Nothing that had ever happened to her was as cruel as the thought of facing that rune. Until now she had lived in relative peace, not knowing of its existence.
But now that she had seen it, she could never be free. Better to be nothing. Blind with panic, she did not see the cliffs below.
All the heavens had gone black, and she fled through a dark tunnel toward oblivion.
“No!” Borenson shouted. “No!”
Her husband came off his horse and grabbed her own mount by the reins. He was fighting the beast, trying to subdue it and the Inkarran’s horse at the same time. Myrrima could not see him, but felt his hands grab her wrists, pull the reins.
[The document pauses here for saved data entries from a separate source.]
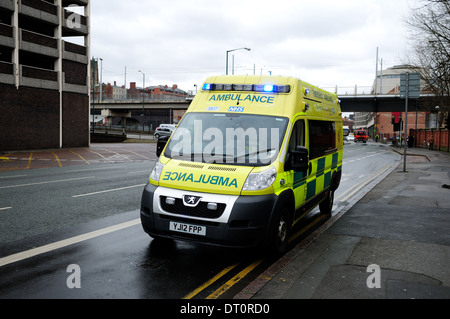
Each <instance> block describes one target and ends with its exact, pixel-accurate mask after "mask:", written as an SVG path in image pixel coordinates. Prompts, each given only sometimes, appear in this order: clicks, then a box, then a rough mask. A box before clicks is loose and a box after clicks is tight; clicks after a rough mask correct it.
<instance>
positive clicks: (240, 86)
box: [202, 83, 291, 93]
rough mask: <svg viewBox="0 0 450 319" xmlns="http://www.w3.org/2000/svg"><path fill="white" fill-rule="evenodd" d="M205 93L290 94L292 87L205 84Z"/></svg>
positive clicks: (206, 83) (204, 89)
mask: <svg viewBox="0 0 450 319" xmlns="http://www.w3.org/2000/svg"><path fill="white" fill-rule="evenodd" d="M202 90H203V91H249V92H262V93H289V92H291V86H290V85H273V84H255V85H252V84H212V83H205V84H203V87H202Z"/></svg>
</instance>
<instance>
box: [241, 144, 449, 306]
mask: <svg viewBox="0 0 450 319" xmlns="http://www.w3.org/2000/svg"><path fill="white" fill-rule="evenodd" d="M392 150H393V151H395V152H398V153H400V154H402V152H403V150H401V149H392ZM407 154H408V156H407V164H406V172H404V167H403V166H404V164H403V160H402V161H401V162H399V165H398V167H396V168H395V169H394V170H393V171H392V172H391V173H390V174H389V175H388V176H387V177H385V178H384V179H383V180H382V181H381V182H379V183H378V184H377V185H376V186H374V187H373V188H371V189H370V190H368V191H367V192H365V193H363V194H362V195H361V197H360V199H359V200H358V201H357V202H356V203H349V204H348V207H347V208H345V207H344V209H341V210H340V211H339V212H338V213H337V214H336V215H334V216H333V217H332V218H331V219H330V220H328V221H327V223H326V224H324V225H323V226H322V227H321V228H320V229H318V230H317V231H315V232H314V233H313V234H311V235H310V236H309V237H308V238H306V239H305V240H303V241H302V242H301V243H299V244H298V245H297V246H296V247H295V248H293V249H292V250H291V251H290V252H289V253H287V254H286V255H285V256H284V257H283V258H281V259H280V260H279V261H277V262H276V263H275V264H273V265H272V266H271V267H269V268H268V269H267V270H266V271H265V272H264V273H262V274H261V275H260V276H258V277H257V278H256V279H255V280H254V281H253V282H251V283H250V284H249V285H248V286H247V287H245V288H244V289H243V290H242V291H241V292H240V293H239V294H238V295H236V296H235V299H449V298H450V153H446V152H437V151H430V150H425V149H417V148H412V149H408V151H407Z"/></svg>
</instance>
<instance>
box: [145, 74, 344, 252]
mask: <svg viewBox="0 0 450 319" xmlns="http://www.w3.org/2000/svg"><path fill="white" fill-rule="evenodd" d="M158 155H159V160H158V161H157V162H156V164H155V166H154V167H153V169H152V171H151V174H150V179H149V183H148V184H147V185H146V187H145V189H144V192H143V195H142V201H141V222H142V226H143V228H144V230H145V231H146V232H147V233H148V234H149V235H150V236H151V237H153V238H173V239H180V240H188V241H194V242H201V243H207V244H212V245H219V246H227V247H230V246H231V247H256V246H263V247H266V249H268V250H270V251H273V252H276V253H282V252H284V251H285V250H286V248H287V244H288V239H289V234H290V231H291V229H292V227H293V226H294V225H295V224H296V223H297V222H298V221H299V220H300V219H301V218H302V217H303V216H305V215H306V214H307V213H308V212H310V211H311V210H312V209H313V208H314V207H316V206H317V205H319V207H320V211H321V212H322V213H324V214H331V211H332V207H333V198H334V192H335V191H336V189H337V188H338V187H339V183H340V180H341V173H342V156H343V124H342V114H341V108H340V105H339V100H338V98H337V96H336V95H334V94H331V93H329V92H326V91H324V90H321V89H319V88H317V87H314V86H312V85H310V84H307V83H305V82H303V81H301V80H299V79H296V78H292V77H281V76H280V77H278V76H216V77H210V78H208V79H207V80H206V81H205V83H204V84H203V86H202V89H201V91H200V92H199V93H198V94H197V95H196V97H195V99H194V100H193V101H192V103H191V105H190V107H189V109H188V110H187V112H186V114H185V116H184V117H183V119H182V120H181V121H180V123H179V125H178V127H177V129H176V130H175V131H174V133H173V134H172V136H171V138H170V139H169V141H168V142H167V144H166V145H165V147H163V148H161V153H160V154H158Z"/></svg>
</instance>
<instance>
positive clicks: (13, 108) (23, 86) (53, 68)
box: [0, 0, 90, 152]
mask: <svg viewBox="0 0 450 319" xmlns="http://www.w3.org/2000/svg"><path fill="white" fill-rule="evenodd" d="M89 12H90V5H89V0H1V1H0V96H1V99H0V113H1V114H2V116H1V117H0V130H1V132H0V133H1V134H0V151H3V152H4V151H12V150H25V149H52V148H64V147H83V146H88V145H89V74H88V70H89V55H90V45H89V43H90V27H89V26H90V13H89ZM80 43H82V44H80Z"/></svg>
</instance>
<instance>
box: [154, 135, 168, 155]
mask: <svg viewBox="0 0 450 319" xmlns="http://www.w3.org/2000/svg"><path fill="white" fill-rule="evenodd" d="M168 140H169V137H168V136H162V137H160V138H158V142H157V143H156V156H158V157H159V156H160V155H161V153H162V151H163V149H164V147H165V146H166V144H167V141H168Z"/></svg>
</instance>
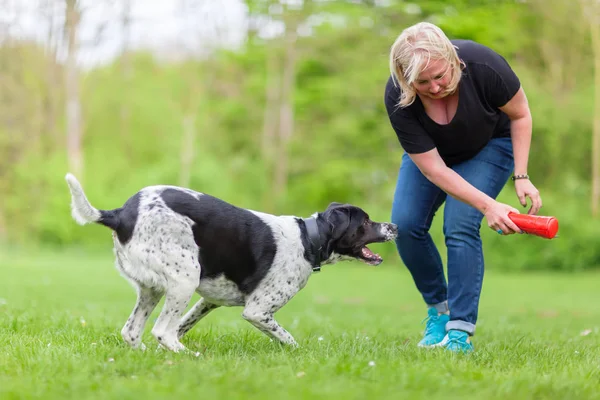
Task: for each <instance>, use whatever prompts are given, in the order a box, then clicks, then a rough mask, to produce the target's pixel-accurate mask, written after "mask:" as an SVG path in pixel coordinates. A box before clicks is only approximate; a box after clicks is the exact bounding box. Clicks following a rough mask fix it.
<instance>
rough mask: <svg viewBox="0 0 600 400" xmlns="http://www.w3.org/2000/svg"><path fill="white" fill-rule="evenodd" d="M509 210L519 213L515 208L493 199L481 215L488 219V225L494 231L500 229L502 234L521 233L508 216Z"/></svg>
mask: <svg viewBox="0 0 600 400" xmlns="http://www.w3.org/2000/svg"><path fill="white" fill-rule="evenodd" d="M511 212H513V213H515V214H519V210H517V209H516V208H514V207H511V206H509V205H507V204H503V203H499V202H497V201H495V200H494V202H493V203H492V204H491V205H490V206H489V207H488V209H487V210H486V211H485V213H484V214H483V215H484V216H485V219H487V221H488V226H489V227H490V228H491V229H493V230H495V231H496V232H498V231H499V230H501V231H502V234H504V235H512V234H513V233H522V232H521V230H520V229H519V227H518V226H517V225H515V223H514V222H512V220H511V219H510V218H509V217H508V213H511ZM498 233H500V232H498Z"/></svg>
She gouged her mount’s flanks. She was riding his big strong warhorse, and as the beast pawed the air, she felt certain that it would deliver a crushing blow to Borenson’s skull, as it had been trained to do. But Borenson had been its handler for years, and perhaps that alone saved his life.
He wrestled the horse down, shouting at Myrrima, “Don’t look! Don’t look at it!”
Myrrima was blind with panic, but suddenly she began to see as if through a haze.
Borenson peered up at her. His own eyes went to the runewall, and he gazed at the horror there. Fierce tears welled up, and he stared in defiance. “It’s a lie!” he raged at her. “I love you! I love you, Myrrima. Damn those bastards.”
He turned and led the horses onward. Each step seemed to fall painfully, as if his legs were slogging through molten iron.